In conclusion, wide-field SS-OCTA analysis, combined with en face OCT images, provided information on how the microvasculature changes simultaneously with the development of retinal cystic lesions, that is, decreased VD, shorter VL, and lower FD in the area of retinal cysts. The current findings contribute to the understanding of the pathophysiology of BRVO. While further studies are warranted to confirm these findings, we believe that a more cautious, individualized approach to BRVO care, with close monitoring using wide-field SS-OCTA, should be considered.
Statement of Ethics
This research was conducted ethically in accordance with the World Medical Association Declaration of Helsinki. The institutional review board of Osaka University Hospital approved the study protocol (approval number: 09260), and informed consent was obtained from the patients after an explanation of the nature and possible consequences of the study.

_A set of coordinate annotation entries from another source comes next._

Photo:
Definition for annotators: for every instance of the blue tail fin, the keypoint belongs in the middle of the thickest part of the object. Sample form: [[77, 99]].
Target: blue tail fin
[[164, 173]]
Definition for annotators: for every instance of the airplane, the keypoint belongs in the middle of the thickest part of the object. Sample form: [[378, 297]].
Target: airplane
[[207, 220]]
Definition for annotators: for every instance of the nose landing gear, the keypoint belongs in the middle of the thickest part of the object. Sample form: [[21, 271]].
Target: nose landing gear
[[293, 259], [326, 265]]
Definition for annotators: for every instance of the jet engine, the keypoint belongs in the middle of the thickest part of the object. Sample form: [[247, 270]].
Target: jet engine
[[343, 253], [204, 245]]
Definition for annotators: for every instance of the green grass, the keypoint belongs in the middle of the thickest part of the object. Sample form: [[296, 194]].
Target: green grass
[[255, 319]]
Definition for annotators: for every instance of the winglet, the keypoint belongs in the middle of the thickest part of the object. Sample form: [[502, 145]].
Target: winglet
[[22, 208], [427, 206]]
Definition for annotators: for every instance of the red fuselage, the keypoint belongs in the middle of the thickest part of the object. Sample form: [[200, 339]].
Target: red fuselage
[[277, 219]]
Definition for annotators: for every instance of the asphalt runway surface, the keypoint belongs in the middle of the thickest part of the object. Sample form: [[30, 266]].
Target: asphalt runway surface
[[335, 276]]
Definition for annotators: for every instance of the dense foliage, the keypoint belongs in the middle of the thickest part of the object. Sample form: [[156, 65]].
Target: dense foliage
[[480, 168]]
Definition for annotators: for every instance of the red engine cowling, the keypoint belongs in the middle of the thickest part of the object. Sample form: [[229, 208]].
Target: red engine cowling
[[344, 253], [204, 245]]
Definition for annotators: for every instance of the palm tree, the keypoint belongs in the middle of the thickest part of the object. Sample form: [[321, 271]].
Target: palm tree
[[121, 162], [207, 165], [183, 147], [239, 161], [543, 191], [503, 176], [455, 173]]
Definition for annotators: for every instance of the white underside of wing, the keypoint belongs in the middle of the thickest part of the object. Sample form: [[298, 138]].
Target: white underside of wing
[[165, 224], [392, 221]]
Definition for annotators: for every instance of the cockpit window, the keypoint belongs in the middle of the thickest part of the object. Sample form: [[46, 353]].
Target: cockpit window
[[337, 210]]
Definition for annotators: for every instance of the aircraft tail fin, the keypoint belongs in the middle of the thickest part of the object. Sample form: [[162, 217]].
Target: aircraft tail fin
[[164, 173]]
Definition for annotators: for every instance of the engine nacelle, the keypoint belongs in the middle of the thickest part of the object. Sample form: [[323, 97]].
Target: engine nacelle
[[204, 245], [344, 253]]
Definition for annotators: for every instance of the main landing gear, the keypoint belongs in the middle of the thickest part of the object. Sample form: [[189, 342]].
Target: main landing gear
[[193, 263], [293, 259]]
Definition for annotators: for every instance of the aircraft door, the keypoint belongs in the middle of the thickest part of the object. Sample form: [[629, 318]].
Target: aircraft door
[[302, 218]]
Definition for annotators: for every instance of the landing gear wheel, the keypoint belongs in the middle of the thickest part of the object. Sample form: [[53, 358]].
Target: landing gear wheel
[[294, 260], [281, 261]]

Conflict of Interest Statement
The authors declare no competing interests.
Funding Sources
There is no funding resource.
Author Contributions
Conception and design: Satoko Araki and Susumu Sakimoto. Analysis and interpretation: Satoko Araki, Susumu Sakimoto, and Daiki Shiozaki. Data collection: Satoko Araki, Susumu Sakimoto, Daki Shiozaki, Chihiro Ueda, Chikako Hara, Yoko Fukushima, and Kaori Sayanagi. Supervision: Hirokazu Sakaguchi and Kohji Nishida. All authors reviewed the manuscript.
Data Availability Statement
All data generated or analyzed during this study are included in this article. Further inquiries can be directed to the corresponding author.